The article also states that unreacted carbon monoxide in the hydrogen from the WGS reaction is a poison for platinum-based fuel cell catalysts, such that a catalyst that can make a pure stream of hydrogen and carbon dioxide would be beneficial. However, the process would require the separation of hydrogen and carbon dioxide, and would need to operate under conditions that achieve WGS equilibrium with trace levels of carbon monoxide low enough to be tolerated by the fuel cell catalysts. This is likely to require low temperature operation using a converter with in situ cooling to avoid a temperature rise. Low temperature operation may dictate low pressure operation to control dew point and avoid water condensation, necessitating the recompression of product hydrogen to a useful delivery pressure.

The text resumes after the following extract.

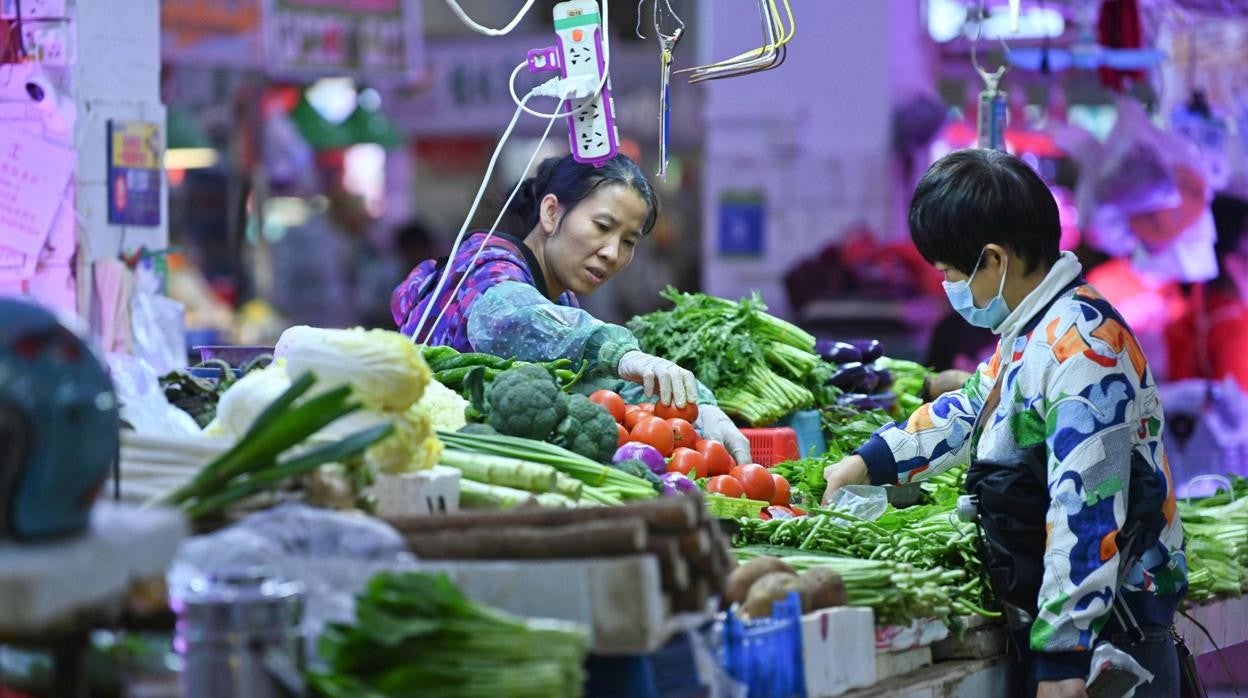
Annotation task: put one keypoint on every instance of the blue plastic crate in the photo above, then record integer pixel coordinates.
(670, 672)
(809, 425)
(765, 654)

While the catalyst development has excellent potential, the implications of scale up to industrial scale need to be considered before the benefit can be fully assessed and the claims made in the article validated.

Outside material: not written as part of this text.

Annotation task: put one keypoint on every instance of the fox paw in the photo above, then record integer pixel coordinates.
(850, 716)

Peter Broadhurst CChem MRSC
Hutton Rudby, UK
Shooting for safety
I was amused at the laboratory deep clean cartoon strip. When I was a PhD student at Nottingham University in the early 1960s, we had a simple and very effective way of dealing with strange chemicals generated by research. In my lab we were working on boron hydrides and nitrides, many of which were extremely sensitive to air. Often, they were sealed in ampoules and thought to be too dangerous to dispose of inside. Behind the new chemistry building was a sandstone cliff, about 30 feet high, and at the base these ampoules were set up on a small mound of sand. The University Rifle Club, led by Col (Dr) Shaw of the department (and of former Bisley fame), assisted by my close friend Russell Molyneaux, would take pot shots, ricochet being one outcome.
From my lab window I could see the occasional flashes from a successful hit when the flask contents burnt away harmlessly. I have no idea what happened to the shards of glass. Didn’t have to write a risk assessment in those days!
Paul Roebuck FRSC
The letter ‘Life with hearing difficulties’ states that John Cornforth, who was profoundly deaf, ‘was fortunate that his hearing difficulty came after he had completed his formal education’. That is not so. It is recorded for example in the Guardian obituary of Cornforth that he started to observe hearing loss at age 10 and that when he was an undergraduate student at the University of Sydney he was ‘unable fully to hear the lectures’.
Clifford Jones FRSC
University of Chester, UK
In ‘The air we exhale’ (Chemistry World, May 2021, p56) the ‘safest and most practicable limit’ for blood alcohol should have been 20mg per 100ml, and the modern breathalysers used by law-enforcement are not triggered by breath acetone produced by diabetic ketoacidosis. Thanks to Robert Flanagan CChem FRSC for alerting us to these errors.